My research project

The p70 ribosomal protein S6 kinases S6K1 (RPS6KB1) and S6K2 (RPS6KB2) are major downstream effectors of the mTOR complex 1 (mTORC1). While the role of S6K1 is well studied, at least in cancer, knowledge on S6K2 function remains severely limited, especially in the context of mTORopathies. Investigation of S6K2 as a potential drug target is hampered by a lack of isoform-selective S6K2 inhibitors to dissect S6K1 and S6K2 functions. We recently reported the first selective S6K2 inhibitor which relies on a S6K2-specific covalent binding mechanism. DC14 aims at optimizing our S6K2 inhibitors for application in vivo, with a special emphasis in brain penetration. DC14 will improve the solubility and identify/mitigate metabolic hotspots, while maintaining potency and selectivity.
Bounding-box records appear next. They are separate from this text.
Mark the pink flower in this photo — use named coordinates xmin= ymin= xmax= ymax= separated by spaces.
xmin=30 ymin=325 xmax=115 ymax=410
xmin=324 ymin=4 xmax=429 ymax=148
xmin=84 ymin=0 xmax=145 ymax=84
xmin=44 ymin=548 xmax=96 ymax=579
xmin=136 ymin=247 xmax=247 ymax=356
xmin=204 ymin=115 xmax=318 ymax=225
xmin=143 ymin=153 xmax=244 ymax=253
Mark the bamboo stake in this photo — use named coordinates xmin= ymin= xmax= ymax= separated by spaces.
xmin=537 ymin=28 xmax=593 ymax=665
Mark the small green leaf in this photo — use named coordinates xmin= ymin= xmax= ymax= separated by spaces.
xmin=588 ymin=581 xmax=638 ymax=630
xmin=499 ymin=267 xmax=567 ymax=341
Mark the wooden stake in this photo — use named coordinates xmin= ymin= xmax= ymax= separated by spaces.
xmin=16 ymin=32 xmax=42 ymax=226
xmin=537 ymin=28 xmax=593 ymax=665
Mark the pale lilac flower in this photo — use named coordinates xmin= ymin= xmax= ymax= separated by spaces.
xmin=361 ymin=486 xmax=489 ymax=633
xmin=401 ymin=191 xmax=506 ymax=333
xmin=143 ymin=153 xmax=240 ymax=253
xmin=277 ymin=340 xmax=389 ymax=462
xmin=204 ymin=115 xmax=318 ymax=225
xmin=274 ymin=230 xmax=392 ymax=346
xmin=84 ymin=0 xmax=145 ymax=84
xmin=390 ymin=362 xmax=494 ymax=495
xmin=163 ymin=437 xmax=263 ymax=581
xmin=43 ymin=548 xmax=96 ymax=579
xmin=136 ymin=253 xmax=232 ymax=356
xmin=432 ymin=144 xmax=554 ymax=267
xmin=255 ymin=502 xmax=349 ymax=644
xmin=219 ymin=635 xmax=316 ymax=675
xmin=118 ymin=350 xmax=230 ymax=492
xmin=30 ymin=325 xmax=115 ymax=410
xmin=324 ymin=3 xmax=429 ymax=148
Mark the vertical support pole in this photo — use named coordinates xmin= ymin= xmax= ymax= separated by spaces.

In conjunction with molecular modelling, optimization will be guided by enzyme and reactivity assays, physicochemical property profiling and testing of in vitro absorption, distribution, metabolism, and excretion (ADME) properties (e.g. microsomal stability, permeability and efflux). In vivo PK/PD profiling of key compounds will be performed with collaborators from this consortium and the optimized inhibitors will be provided to partners for functional in vivo studies.